After thousands of years of history, the final resting place for most of the Egyptian treasures is not located in the Valley of the Kings, nor inside Great Pyramids. Instead, their final resting place is inside the Egyptian Museum or somewhere in a box in its basement. First opened in 1863 my guidebook tells me that the museum had to move twice before settling at its current building in which it has been housed since 1902. Even then, it is still not large enough to accomodate all the treasures.
Upon entering the Egyptian Museum you immediately understand the need for a larger museum. Having been to many museums around the world, you see beautiful and significant treasures in large spaces of their own.

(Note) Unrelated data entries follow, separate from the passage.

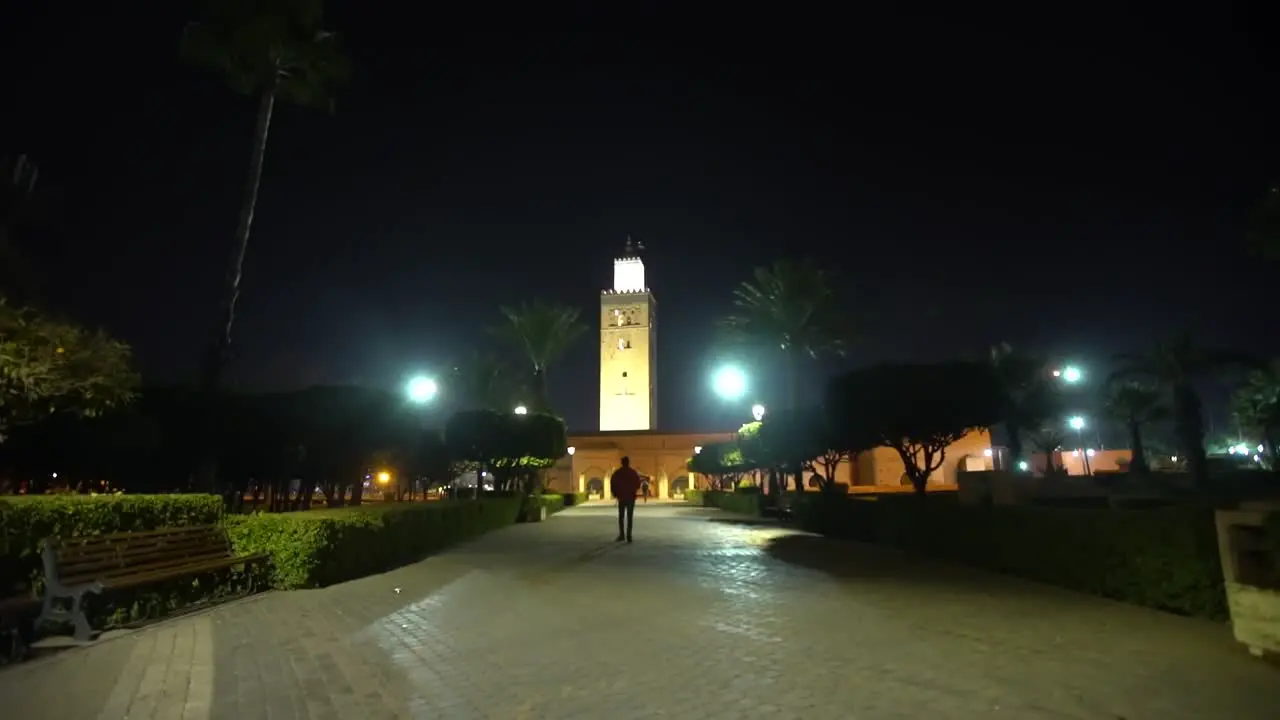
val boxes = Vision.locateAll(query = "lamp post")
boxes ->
[712,365,746,400]
[1066,415,1093,475]
[1053,365,1084,384]
[404,375,440,405]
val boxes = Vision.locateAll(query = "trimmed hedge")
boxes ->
[538,493,564,518]
[0,495,223,598]
[796,493,1228,620]
[701,491,764,515]
[225,497,522,589]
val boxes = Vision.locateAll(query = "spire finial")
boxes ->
[622,233,644,258]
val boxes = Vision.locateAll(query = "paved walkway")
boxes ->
[0,505,1280,720]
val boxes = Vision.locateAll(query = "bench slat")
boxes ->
[50,525,218,547]
[63,550,238,585]
[102,555,266,589]
[55,527,225,562]
[58,536,230,569]
[36,525,268,642]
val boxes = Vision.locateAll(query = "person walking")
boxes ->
[609,456,640,542]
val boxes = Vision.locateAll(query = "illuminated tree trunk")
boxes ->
[195,79,278,493]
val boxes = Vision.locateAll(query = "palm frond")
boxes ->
[719,260,847,357]
[182,0,349,106]
[494,300,586,373]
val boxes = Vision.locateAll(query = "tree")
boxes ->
[183,0,347,486]
[827,363,1000,497]
[991,342,1059,470]
[685,441,751,489]
[448,352,524,413]
[0,155,40,302]
[1028,423,1066,477]
[1103,380,1169,473]
[1231,360,1280,468]
[1110,332,1251,487]
[494,300,586,413]
[0,299,138,441]
[1247,184,1280,260]
[818,411,882,491]
[721,260,847,491]
[444,410,568,496]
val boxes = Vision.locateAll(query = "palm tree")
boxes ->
[448,352,525,413]
[1231,360,1280,468]
[183,0,347,487]
[1247,184,1280,260]
[0,155,40,305]
[1028,424,1066,477]
[494,300,586,411]
[989,342,1059,468]
[721,260,847,492]
[183,0,347,391]
[1108,332,1249,487]
[1103,380,1169,473]
[721,260,845,410]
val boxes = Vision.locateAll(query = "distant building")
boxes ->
[548,238,992,498]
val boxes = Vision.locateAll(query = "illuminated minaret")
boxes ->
[600,237,658,430]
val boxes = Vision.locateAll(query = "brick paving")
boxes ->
[0,503,1280,720]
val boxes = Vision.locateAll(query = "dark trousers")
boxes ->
[618,497,636,538]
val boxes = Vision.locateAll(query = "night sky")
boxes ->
[0,1,1280,429]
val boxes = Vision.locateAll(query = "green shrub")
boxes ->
[797,496,1228,619]
[0,495,223,597]
[227,497,521,589]
[703,491,764,515]
[538,493,564,518]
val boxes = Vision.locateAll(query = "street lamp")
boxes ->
[712,365,746,400]
[1066,415,1093,475]
[406,375,440,405]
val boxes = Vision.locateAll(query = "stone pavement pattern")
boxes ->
[0,503,1280,720]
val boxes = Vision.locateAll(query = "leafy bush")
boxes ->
[0,495,223,597]
[227,497,522,589]
[701,491,764,515]
[797,493,1228,619]
[536,492,564,516]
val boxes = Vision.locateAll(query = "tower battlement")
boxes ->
[599,243,658,430]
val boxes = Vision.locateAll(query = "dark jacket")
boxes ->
[609,468,640,500]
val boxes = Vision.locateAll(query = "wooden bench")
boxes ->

They become the centrepiece occupying a single wall or perhaps the focus of a large room.
Spotlights shine on the Mona Lisa at the Louvre which is encased in glass and visitors are stopped by a wooden railing that prevents one from getting too close. The Imperial Crown of the Holy Roman Empire sits in a glass case on a beautiful velvet cushion at Vienna’s Schatzkammer (Treasury Museum). The exquisite Hope Diamond at the Smithsonian is in a glass case of it’s own surrounded by security cameras. At the Egyptian Museum, however, there are so many priceless objects and too little space that everything looks like it has just been placed there for storage.

There were even wine bottles. Of course they weren’t made of glass like today’s ones, but they were made of pottery shaped in such a cone-line way so that the wine would not have sediments. On the bottle, were engraved the names of the vineyards, the year in which the grapes were harvested and the owner. Amazing. Now there are no longer any vineyards in Egypt, the climate and religion has changed.

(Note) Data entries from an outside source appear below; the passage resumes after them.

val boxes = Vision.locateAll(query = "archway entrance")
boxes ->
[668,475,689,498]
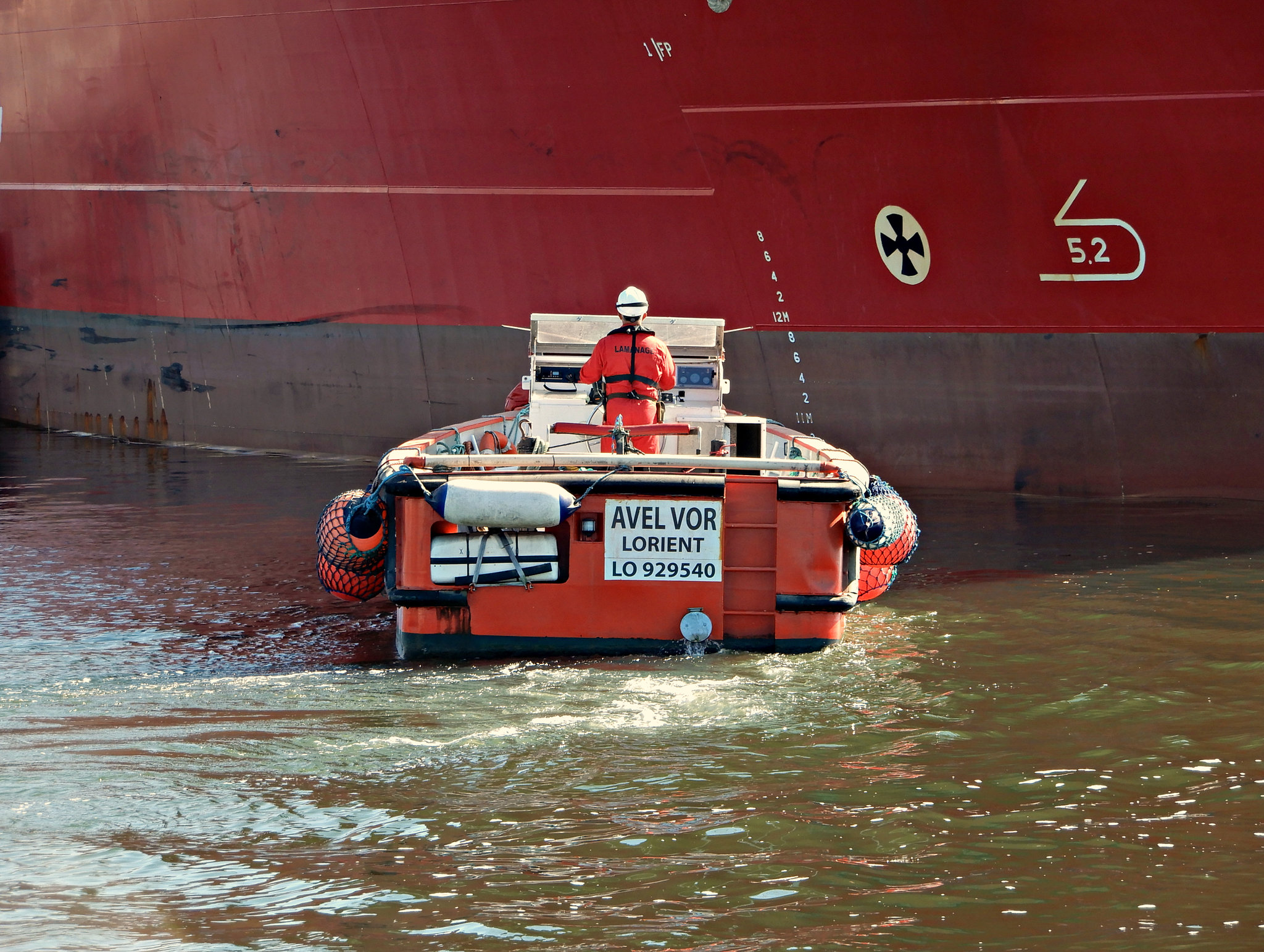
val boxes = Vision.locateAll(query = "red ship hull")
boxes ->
[0,0,1264,494]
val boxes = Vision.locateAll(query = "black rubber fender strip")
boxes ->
[778,479,861,502]
[387,586,472,608]
[778,594,855,613]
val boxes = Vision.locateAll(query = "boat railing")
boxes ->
[401,453,854,481]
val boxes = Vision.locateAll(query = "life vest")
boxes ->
[580,326,676,401]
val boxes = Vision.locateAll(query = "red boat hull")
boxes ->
[0,0,1264,494]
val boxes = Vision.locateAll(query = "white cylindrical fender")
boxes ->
[430,479,579,529]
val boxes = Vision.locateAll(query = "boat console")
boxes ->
[522,313,738,458]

I go into the special section for the Royal Mummies and peer at the remains of Egypt’s great pharaohs. Their mummification process is still a mystery. I see hair, nails and skin of those who lived thousands of years ago. They bare their teeth out at me. I see one whose face looks like she was in pain. I am told perhaps this is Hatsheptsut. This takes me back to my younger days in Belgium where the museum there too had a mummy. I remember looking at the toenails sticking out from under the bandages and being awed by it. Now decades later, I am still in awe.
If I have the opportunity I would of course go back to Egypt. I would go back to once again wander amidst the treasures at the Egyptian Museum and explore the streets of off smaller villages along the nile. I would spend a night out in the Sinai desert with the camels and visit the Bedoin people. Egypt was a place that once everyone wanted to go in its days of glory. The Greeks came to Alexandria and the Romans too had their say. Egypt was the centre and symbol of civilization thousands of years before our time. Salam Malakum.